POLITIQUE

Des établissements postsecondaires privés chrétiens financés par Ottawa

22/04/2013 04:35 EDT | Actualisé 21/06/2013 05:12 EDT
AP
Canadian Prime Minister Stephen Harper delivers a statement regarding the federal government review of the $15.1-billion takeover of Nexen Inc. by China's CNOOC Ltd. and the $6-billion takeover of Progress by Malaysia's Petronas, Friday Dec. 7, 2012. (AP Photo/The Canadian Press, Fred Chartrand)

Le gouvernement conservateur de Stephen Harper a accordé plus de 20 millions de dollars à des universités et des collèges privés chrétiens au cours des dernières années. Plusieurs de ces établissements interdisent les relations homosexuelles, qu'ils considèrent comme un péché.

Le plan d'action économique du gouvernement fédéral, annoncé en janvier 2009, comportait un volet pour soutenir les collèges et les universités au pays. Une analyse de ces projets d'infrastructure révèle que 13 universités et collèges privés chrétiens, évangéliques pour la plupart, ont obtenu plus de 20 millions de dollars en vertu de ce programme.

Par exemple, l'Université Trinity Western, en Colombie-Britannique, a obtenu 2,6 millions de dollars grâce au programme. Le Collège universitaire Redeemer, en Ontario, et l'Université Crandall, au Nouveau-Brunswick, ont quant à eux reçu respectivement 3 et 6 millions de dollars.

Ces établissements exigent du personnel et des étudiants qu'ils adhèrent à un code moral.
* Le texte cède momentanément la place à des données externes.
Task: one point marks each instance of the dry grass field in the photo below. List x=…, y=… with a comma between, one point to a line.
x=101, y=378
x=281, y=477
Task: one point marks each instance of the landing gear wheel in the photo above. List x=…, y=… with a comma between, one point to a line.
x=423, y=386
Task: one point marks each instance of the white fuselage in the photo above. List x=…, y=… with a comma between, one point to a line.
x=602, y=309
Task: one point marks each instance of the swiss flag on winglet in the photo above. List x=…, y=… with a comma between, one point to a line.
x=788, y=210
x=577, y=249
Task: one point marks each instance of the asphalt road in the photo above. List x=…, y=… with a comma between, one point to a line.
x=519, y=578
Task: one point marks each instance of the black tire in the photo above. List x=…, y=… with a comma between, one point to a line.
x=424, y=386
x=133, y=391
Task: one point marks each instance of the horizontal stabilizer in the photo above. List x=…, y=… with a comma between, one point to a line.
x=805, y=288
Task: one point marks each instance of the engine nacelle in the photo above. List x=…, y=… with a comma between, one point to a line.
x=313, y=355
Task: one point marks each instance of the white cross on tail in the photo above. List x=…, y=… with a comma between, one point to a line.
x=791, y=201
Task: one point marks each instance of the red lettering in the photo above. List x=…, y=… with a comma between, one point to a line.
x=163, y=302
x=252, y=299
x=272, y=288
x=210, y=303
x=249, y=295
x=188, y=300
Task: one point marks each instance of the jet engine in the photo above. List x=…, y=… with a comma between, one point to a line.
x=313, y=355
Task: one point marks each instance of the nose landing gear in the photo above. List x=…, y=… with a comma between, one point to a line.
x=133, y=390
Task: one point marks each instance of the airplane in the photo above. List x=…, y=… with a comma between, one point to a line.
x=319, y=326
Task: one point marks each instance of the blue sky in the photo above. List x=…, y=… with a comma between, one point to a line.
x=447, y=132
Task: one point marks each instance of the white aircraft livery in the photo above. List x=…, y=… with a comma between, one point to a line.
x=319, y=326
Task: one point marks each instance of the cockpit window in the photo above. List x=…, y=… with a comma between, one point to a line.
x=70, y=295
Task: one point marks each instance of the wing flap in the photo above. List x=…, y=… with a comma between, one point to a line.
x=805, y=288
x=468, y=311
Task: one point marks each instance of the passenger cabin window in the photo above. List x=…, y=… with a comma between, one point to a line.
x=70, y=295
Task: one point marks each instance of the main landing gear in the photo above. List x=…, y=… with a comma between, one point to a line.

Ce code interdit, entre autres, toutes relations homosexuelles, considérées comme contraire à la Bible.

« Le gouvernement fédéral ne devrait pas subventionner des établissements qui ont des pratiques discriminatoires », estime Robert Johnson, porte-parole de l'Association canadienne des professeurs d'université.

De son côté, l'Association chrétienne pour l'éducation supérieure (Christian Higher Education Canada) réplique que les établissements religieux ont aussi des droits et avance que même s'ils ont des codes moraux, ils sont conformes aux exigences des lois sur les droits de la personne.

Angela Cameron, professeure à la Faculté de droit de l'Université d'Ottawa, admet que les institutions religieuses privées ont le droit de mettre au premier plan les droits religieux. Toutefois, selon elle, lorsqu'un établissement privé reçoit des fonds publics, cela entraîne de nouvelles obligations, soient celles de « balancer les droits entre les droits religieux et les droits des individus gais et des lesbiennes ».

Dans une réponse écrite, le ministre d'État aux Sciences et à la Technologie, Gary Goodyear, explique que tous les collèges et les universités accrédités étaient admissibles au programme. Toutefois, il n'explique pas pourquoi le gouvernement a choisi d'inclure les établissements privés religieux.

D'après un reportage de Brigitte Bureau.